H1N1 vaccine: low yield and FDA footdragging behind delays

Vaccine Output Falls Short - Less Than Half of Expected Supply Is Delivered


The U.S. has purchased H1N1 vaccines from Sanofi-Aventis SA, Novartis AG, CSL Ltd., GlaxoSmithKline PLC and and MedImmune, which is a unit of AstraZeneca PLC.

The process has been slower than usually seen with seasonal vaccines. Viruses for both vaccines go through a purification process after being grown in eggs.

One problem is that Glaxo, which has contracted to provide 7.6 million doses of vaccine to the U.S., has yet to get Food and Drug Administration approval for its vaccine.

A Glaxo spokeswoman said she couldn't speculate on the timing of approval. The FDA declined to comment.

Novartis, which contracted to make 90 million vaccine doses for the U.S., saw a yield just one-fifth of what was expected after working with the first H1N1 "seed" virus to grow the vaccine. Novartis and other manufacturers are now working with another seed virus that they hope will yield better results.

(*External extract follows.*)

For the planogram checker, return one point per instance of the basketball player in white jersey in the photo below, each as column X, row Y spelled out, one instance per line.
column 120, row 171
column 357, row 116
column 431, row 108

Novartis officials said they expect to be able to produce 90 million to 120 million doses by year end, suggesting the U.S. likely won't get its entire order filled until the first part of next year, as the company is also supplying vaccine to other countries.

The head of Novartis's vaccine business, Andrin Oswald, said the low yield was the main reason for production delays. But he also said the U.S. request for a greater amount of its vaccine order in single-dose syringes was slowing the process.

Comment: Is there a way to develop the vaccine without eggs?